El Estado con sistema democrático pierde su naturaleza y razón de ser cuando cierra los canales que permiten la protesta legítima y sofoca los mecanismos que construyen el diálogo social. La república deja de ser república cuando sustituye la escucha por la represión y convierte al ciudadano en sospechoso por disentir. La soberbia estatal —esa actitud que desprecia la crítica y se embriaga de poder— no lleva a buen puerto; es, de hecho, el primer síntoma de decadencia institucional. La historia lo ha demostrado, y la Biblia lo confirma: el Imperio Babilónico, bajo el reinado de Nabucodonosor, fue advertido por Dios por su arrogancia y su desprecio al clamor de los pueblos.

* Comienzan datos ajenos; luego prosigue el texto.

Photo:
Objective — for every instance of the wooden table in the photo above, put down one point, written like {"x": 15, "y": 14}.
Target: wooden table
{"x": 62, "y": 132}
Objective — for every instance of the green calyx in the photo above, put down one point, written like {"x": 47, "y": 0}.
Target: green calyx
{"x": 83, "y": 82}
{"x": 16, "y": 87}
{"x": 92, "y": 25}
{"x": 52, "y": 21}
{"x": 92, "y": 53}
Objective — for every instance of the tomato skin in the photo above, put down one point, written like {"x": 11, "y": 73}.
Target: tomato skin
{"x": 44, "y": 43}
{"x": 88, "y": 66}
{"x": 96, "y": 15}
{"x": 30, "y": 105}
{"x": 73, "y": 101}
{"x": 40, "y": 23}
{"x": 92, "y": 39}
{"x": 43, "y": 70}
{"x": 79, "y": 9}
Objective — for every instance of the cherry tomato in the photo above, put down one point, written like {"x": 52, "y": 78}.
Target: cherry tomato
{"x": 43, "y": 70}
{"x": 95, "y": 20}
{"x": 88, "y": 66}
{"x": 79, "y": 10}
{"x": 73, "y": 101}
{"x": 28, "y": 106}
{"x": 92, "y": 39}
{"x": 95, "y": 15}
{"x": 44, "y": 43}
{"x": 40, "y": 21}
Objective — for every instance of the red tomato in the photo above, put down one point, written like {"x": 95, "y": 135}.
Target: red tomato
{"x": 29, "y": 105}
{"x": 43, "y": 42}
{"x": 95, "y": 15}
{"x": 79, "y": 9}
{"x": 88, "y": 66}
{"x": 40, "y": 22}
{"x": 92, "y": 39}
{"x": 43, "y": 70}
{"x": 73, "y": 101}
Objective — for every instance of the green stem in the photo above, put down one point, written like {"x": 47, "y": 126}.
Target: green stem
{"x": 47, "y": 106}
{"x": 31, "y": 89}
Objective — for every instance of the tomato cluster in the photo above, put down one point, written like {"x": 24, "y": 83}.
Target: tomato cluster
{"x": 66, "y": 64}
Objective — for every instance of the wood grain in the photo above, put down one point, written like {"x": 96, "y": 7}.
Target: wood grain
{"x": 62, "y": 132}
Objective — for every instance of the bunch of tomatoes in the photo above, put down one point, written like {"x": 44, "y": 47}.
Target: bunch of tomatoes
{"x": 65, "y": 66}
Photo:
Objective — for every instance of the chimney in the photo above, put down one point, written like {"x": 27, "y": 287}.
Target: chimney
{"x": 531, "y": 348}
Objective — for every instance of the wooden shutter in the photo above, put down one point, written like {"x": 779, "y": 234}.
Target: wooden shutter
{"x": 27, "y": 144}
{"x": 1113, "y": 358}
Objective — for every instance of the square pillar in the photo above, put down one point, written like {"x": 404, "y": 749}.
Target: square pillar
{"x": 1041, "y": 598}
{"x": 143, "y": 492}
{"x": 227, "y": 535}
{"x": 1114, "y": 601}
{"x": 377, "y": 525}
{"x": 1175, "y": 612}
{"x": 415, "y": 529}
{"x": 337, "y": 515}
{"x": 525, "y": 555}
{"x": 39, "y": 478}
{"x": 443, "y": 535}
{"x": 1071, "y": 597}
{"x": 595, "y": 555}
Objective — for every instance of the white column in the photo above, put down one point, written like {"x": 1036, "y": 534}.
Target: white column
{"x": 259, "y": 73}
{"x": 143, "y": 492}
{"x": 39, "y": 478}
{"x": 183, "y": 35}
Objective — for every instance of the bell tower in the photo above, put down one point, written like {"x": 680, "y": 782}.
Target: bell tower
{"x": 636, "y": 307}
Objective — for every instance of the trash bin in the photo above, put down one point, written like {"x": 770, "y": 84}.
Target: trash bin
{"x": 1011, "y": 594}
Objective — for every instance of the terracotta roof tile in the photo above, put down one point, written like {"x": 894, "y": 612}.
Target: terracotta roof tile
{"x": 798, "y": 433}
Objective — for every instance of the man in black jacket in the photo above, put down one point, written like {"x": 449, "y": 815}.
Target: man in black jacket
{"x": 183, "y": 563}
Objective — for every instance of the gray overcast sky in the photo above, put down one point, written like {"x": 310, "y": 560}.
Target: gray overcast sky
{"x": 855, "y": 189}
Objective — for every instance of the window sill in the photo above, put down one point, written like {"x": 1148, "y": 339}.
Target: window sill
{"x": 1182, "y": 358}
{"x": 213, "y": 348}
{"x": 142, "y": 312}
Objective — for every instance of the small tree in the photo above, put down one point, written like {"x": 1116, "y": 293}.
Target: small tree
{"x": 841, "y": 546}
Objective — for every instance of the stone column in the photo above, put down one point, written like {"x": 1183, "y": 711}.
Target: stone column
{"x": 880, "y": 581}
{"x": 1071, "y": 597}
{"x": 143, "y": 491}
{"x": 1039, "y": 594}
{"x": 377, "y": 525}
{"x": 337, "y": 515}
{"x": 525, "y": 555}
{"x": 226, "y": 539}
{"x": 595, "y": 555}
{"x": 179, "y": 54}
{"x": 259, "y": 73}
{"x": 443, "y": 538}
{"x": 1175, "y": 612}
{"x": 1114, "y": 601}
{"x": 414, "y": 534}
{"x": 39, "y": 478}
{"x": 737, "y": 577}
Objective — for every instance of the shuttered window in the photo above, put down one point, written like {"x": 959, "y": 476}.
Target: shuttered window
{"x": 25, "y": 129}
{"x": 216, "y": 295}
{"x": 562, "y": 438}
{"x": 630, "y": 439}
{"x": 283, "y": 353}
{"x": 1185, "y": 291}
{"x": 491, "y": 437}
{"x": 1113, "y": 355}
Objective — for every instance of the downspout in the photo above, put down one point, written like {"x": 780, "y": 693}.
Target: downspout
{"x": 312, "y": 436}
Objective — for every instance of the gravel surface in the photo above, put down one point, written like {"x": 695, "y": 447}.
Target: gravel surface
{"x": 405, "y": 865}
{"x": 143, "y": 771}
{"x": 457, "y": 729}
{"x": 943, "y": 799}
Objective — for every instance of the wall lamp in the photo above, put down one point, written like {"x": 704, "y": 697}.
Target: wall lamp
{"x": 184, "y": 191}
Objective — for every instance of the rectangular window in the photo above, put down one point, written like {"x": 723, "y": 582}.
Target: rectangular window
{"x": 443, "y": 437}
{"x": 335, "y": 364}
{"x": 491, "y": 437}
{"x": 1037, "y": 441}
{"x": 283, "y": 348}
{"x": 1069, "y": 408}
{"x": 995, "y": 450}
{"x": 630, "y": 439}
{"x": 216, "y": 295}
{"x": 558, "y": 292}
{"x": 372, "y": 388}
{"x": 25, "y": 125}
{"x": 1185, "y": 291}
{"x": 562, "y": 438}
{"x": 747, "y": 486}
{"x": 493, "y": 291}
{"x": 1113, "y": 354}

En el capítulo 4 del libro de Daniel, se narra cómo el rey, al atribuirse toda la gloria de su poder sin reconocer la soberanía divina ni la justicia hacia los humildes, fue humillado y reducido a la condición de bestia durante siete años. Esta caída no fue solo espiritual, sino también política: Babilonia terminó siendo dominada por los medos y persas, precisamente por no escuchar. La soberbia del poder cierra oídos, endurece el corazón y termina debilitando los cimientos del gobierno.

En ese espejo profético podrían verse reflejadas hoy nuestras autoridades. Tal vez, y solo tal vez, la reciente presión internacional y la invasión diplomática —estratégica que se percibe en los pronunciamientos de Estados Unidos —quien pareciera ahora dictar condiciones sobre justicia, comercio y territorio panameño— sea el castigo preliminar por una gestión política que, lejos de dialogar, reprime. Cuando los gobiernos pierden conexión con su pueblo, otros poderes —más grandes, más lejanos, y casi siempre con intereses propios— llenan el vacío. La soberbia interna da paso a la intervención externa. Y así como Babilonia cayó por no escuchar, también los gobiernos democráticos modernos corren el riesgo de ser disciplinados no solo por el juicio de la historia, sino por las consecuencias geopolíticas de su desconexión con la realidad popular.